Après nos réunions avec le Front populaire d’avant-hier, nous avons pu discuter avec l’Union pour la Tunisie, l’autre composante de l’oppostion regroupée au sein du Front du Salut National. Nous avons eu un entretien avec Beji Caïd Essebsi, leader de Nida Tounes (l’une des principales composantes de l’Union pour la Tunisie). L’aspect le plus frappant de cet entretien est la similitude du constat de L’Union pour la Tunisie avec celui du Front Populaire sur le blocage politique actuel : le gouvernement n’est pas légitime pour gérer les affaires du pays et organiser des nominations par milliers de ses partisans dans des postes de l’appareil d’Etat ; l’Assemblée Nationale Constituante aurait dû terminer sa tâche ; la Tunisie est dans une situation économique dramatique et les libertés sont en recul. M. Essebsi a par ailleurs insisté sur la force de la société civile tunisienne et son attachement aux acquis sociétaux. Comme nos interlocuteurs de l’avant-veille, il nous a rappelé la levée de bouclier du peuple qui a tenu en échec le gouvernement islamiste lorsque celui-ci a souhaité ajouter dans la constitution l’idée de complémentarité entre les hommes et les femmes, ce qui aurait constitué un recul majeur en remettant en question l’égalité, affirmée dés la fondation de la République de Tunisie par Bourguiba. Ainsi, même si Nida Tounes porte une conception économique plutôt libérale de l’avenir de la Tunisie, il y a accord avec le Front Populaire sur la nécessité de rétablir la démocratie pour bloquer le coup d’Etat rampant du parti Ennahda.

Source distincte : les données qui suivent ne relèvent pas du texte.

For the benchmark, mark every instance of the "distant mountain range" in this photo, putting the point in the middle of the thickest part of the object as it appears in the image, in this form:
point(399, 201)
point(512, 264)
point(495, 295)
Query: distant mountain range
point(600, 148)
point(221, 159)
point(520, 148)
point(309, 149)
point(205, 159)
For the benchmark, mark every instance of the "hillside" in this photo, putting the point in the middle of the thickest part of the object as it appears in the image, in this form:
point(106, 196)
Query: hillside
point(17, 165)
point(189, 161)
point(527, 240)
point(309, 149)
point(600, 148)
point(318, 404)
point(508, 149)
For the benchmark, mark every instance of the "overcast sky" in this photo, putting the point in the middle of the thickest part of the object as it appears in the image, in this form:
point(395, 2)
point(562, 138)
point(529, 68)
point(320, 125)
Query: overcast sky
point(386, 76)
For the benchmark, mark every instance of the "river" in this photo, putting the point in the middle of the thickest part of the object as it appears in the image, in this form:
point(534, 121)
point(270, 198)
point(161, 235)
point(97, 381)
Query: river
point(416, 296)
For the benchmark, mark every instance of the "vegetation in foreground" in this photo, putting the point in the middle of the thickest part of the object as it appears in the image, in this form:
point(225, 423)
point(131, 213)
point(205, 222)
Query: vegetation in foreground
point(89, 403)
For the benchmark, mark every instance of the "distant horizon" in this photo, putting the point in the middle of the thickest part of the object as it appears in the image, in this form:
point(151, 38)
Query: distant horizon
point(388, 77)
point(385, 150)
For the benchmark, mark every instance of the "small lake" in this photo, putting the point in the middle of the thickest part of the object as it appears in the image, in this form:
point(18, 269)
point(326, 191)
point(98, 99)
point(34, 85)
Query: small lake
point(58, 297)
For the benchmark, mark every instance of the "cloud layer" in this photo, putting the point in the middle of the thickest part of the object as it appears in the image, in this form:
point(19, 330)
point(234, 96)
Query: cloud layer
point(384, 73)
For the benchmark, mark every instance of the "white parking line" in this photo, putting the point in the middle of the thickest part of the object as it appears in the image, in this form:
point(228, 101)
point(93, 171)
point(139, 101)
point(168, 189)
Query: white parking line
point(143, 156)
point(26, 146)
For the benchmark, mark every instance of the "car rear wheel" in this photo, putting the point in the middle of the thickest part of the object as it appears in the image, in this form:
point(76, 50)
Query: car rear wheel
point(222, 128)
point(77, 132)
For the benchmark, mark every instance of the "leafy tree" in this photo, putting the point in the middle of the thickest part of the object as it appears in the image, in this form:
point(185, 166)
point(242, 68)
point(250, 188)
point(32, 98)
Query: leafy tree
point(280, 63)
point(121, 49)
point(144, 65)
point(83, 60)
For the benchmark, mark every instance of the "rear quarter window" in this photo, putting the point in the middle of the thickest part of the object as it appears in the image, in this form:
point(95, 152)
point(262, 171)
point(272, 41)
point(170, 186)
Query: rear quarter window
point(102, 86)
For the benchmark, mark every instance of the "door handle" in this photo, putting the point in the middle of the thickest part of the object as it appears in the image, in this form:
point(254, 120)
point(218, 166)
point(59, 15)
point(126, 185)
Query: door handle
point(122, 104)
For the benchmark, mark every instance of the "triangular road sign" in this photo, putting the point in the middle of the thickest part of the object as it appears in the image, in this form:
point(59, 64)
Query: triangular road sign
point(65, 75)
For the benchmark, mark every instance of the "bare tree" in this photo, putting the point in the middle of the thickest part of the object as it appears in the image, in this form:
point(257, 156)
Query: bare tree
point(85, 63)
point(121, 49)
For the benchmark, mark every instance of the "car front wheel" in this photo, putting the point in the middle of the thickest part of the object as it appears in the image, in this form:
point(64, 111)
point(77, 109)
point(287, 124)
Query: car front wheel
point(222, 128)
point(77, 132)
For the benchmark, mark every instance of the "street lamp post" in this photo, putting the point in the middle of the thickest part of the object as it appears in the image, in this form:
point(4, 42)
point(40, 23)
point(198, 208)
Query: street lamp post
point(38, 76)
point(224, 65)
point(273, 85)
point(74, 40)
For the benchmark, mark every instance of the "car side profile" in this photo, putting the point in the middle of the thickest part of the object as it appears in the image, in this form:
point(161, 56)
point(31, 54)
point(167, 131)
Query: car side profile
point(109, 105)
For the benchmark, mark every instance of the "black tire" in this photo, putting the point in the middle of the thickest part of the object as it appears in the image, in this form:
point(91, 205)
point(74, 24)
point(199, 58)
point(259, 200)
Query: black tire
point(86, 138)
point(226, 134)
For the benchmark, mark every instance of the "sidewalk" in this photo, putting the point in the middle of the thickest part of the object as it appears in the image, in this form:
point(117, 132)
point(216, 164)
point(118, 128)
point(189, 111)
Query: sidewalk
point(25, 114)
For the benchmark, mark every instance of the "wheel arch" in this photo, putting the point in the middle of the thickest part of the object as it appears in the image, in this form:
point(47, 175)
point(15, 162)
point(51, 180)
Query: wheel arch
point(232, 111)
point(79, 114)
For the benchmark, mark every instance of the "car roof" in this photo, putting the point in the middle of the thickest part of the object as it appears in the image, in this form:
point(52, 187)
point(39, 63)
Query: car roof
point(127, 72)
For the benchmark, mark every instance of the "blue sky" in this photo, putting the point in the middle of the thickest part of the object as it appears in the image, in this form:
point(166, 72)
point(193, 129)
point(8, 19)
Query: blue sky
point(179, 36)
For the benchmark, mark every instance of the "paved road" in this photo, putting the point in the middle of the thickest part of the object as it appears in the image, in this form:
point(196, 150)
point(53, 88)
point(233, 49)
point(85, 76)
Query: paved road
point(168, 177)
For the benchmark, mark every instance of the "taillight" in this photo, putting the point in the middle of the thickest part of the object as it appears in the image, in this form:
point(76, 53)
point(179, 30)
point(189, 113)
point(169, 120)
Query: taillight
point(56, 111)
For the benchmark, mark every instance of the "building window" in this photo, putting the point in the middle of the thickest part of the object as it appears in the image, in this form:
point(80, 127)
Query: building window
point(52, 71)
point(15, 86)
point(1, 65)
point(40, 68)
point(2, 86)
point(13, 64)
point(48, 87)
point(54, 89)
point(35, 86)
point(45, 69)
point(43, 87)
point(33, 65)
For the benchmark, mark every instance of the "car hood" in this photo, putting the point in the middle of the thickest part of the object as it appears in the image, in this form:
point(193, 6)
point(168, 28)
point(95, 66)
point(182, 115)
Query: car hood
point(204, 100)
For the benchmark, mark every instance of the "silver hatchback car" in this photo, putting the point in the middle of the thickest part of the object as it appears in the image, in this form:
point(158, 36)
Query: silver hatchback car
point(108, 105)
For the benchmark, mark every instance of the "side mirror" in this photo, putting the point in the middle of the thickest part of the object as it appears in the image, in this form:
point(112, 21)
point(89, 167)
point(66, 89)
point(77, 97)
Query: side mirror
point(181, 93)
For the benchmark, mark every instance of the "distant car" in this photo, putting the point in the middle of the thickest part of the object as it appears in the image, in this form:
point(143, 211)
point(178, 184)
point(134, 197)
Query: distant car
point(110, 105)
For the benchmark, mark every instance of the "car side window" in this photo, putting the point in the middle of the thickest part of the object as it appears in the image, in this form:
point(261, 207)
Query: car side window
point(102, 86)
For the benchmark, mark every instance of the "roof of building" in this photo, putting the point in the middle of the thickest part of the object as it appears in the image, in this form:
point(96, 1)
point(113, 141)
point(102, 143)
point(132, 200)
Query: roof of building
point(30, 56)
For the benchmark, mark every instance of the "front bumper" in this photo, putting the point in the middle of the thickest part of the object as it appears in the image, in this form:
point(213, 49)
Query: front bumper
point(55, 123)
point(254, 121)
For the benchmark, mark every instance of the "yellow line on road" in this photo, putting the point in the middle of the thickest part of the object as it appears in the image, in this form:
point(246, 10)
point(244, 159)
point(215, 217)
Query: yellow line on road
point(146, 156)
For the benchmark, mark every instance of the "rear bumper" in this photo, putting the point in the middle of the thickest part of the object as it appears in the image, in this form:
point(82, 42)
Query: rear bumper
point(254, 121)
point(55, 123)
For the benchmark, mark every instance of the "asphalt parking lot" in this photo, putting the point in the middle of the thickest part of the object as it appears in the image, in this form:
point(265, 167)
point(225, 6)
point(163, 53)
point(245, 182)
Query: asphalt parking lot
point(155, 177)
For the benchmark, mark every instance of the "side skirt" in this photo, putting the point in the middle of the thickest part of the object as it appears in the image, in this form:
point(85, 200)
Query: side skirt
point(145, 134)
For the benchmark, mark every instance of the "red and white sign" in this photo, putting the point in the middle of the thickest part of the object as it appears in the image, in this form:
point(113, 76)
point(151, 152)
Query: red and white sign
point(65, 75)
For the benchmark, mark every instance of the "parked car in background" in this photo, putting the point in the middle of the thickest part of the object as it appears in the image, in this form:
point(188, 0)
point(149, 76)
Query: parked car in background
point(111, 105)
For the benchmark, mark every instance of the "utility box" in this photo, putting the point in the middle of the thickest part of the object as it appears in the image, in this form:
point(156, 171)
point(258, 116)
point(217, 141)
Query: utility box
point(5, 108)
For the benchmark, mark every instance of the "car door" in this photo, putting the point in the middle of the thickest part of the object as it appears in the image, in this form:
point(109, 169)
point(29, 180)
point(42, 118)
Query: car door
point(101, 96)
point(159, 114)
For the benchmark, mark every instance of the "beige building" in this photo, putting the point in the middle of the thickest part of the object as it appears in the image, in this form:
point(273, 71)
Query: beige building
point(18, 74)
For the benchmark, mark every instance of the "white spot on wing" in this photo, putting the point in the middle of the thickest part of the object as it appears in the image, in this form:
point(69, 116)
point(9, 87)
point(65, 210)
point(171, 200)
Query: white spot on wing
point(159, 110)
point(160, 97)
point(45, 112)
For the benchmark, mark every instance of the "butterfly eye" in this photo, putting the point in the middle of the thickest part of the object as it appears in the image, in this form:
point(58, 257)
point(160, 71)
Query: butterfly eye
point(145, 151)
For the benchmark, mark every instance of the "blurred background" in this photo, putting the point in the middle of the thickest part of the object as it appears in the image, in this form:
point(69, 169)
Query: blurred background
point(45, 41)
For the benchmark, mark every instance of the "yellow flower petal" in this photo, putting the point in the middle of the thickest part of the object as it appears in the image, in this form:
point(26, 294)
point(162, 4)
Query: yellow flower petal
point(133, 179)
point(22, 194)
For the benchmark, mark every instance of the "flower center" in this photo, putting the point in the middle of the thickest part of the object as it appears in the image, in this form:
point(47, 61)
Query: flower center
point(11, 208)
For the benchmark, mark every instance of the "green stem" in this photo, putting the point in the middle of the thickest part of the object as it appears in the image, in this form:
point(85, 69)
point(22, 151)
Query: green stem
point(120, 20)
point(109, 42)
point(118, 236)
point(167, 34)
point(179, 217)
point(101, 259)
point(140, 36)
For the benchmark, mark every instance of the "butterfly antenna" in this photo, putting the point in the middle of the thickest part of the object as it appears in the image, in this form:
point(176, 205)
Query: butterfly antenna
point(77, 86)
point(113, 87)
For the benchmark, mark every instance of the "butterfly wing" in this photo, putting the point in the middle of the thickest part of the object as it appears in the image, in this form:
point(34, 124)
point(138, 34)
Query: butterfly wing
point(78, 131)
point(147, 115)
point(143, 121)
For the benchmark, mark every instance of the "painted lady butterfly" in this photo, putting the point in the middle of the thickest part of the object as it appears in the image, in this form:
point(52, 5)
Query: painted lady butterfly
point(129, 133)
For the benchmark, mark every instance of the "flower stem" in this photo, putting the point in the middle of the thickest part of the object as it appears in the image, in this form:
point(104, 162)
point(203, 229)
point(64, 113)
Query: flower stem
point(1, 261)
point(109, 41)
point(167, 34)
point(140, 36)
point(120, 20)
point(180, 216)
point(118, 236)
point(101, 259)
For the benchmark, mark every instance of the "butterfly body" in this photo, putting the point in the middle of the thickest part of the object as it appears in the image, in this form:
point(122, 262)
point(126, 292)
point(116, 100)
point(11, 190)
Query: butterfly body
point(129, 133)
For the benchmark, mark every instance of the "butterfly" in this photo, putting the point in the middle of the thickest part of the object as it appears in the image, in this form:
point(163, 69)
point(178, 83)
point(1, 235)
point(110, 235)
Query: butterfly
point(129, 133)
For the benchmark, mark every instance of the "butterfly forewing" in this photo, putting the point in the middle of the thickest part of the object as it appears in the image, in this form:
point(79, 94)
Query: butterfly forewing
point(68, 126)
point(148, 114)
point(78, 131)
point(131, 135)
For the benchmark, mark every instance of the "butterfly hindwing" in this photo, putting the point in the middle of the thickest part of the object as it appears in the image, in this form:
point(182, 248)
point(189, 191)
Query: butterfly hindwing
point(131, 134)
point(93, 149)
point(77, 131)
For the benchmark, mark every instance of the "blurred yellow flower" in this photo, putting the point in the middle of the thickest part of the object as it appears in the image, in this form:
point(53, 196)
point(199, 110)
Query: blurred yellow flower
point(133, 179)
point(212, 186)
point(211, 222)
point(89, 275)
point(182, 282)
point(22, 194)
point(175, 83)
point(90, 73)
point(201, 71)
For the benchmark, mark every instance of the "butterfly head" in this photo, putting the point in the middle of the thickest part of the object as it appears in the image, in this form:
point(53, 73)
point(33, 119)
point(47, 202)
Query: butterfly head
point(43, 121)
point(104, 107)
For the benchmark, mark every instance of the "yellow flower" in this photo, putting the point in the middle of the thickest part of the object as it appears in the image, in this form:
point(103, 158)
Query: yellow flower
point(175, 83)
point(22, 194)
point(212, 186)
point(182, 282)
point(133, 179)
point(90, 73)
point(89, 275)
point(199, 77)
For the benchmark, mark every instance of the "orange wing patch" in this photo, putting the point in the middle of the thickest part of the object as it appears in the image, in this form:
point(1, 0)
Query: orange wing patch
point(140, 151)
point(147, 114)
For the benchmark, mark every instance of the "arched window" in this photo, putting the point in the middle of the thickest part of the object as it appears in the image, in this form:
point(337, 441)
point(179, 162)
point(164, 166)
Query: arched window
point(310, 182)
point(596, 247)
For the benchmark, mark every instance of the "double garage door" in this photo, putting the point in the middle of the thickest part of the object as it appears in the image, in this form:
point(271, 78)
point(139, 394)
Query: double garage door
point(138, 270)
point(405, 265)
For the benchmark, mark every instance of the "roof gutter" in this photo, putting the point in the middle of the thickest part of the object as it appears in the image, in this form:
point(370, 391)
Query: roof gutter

Le constat est partagé par le secrétaire général de l’UGTT, Houcine Abassi, que nous avons eu la chance de rencontrer. L’UGTT, principale centrale syndicale du pays avec près d’1 million de membres, est l’une des quatre organisations nationales chargées d’organiser les négociations entre gouvernement et opposition. Notre entretien nous a permis de mesurer la responsabilité de cet homme et de son organisation dans l’avenir du pays. Il nous a fait part des compromis réalisés par l’opposition, et du fait que le gouvernement n’avait pas fait de pas important vers la résolution du blocage actuel : en effet le gouvernement Ennahda refuse de démissionner aujourd’hui, ce qui lui laisse le temps de raffermir son contrôle sur le pays et donc potentiellement de verrouiller les éventuelles élections futures. M. Abassi a insisté sur l’importance pour nous de défaire l’image de la Tunisie donnée par certains média français : pour lui, beaucoup de journalistes font croire que la situation de la Tunisie serait excellente, avec un gouvernement d’islamistes modérés respectueux de la démocratie, où chacun serait libre de défendre ses convictions ; « tant qu’il n’y a pas de chaos la Tunisie n’intéresse pas » nous a-t-il dit. Alors qu’il faut que tout le monde sache bien ce qui se passe ici, et que la démocratie coure un grave danger. Très concrètement, des milices islamistes dites de « protection de la révolution » commettent des exactions à travers le pays ; le local de l’UGTT a été saccagé par ces milices. Avec un visage grave, M. Abassi nous a affirmé que sa tâche était de garder son sang froid malgré tous les risques encourus, pour aider le peuple tunisien dans sa mobilisation, et n’a pas écarté l’hypothèse de grèves dans tout le pays pour faire pression sur le gouvernement.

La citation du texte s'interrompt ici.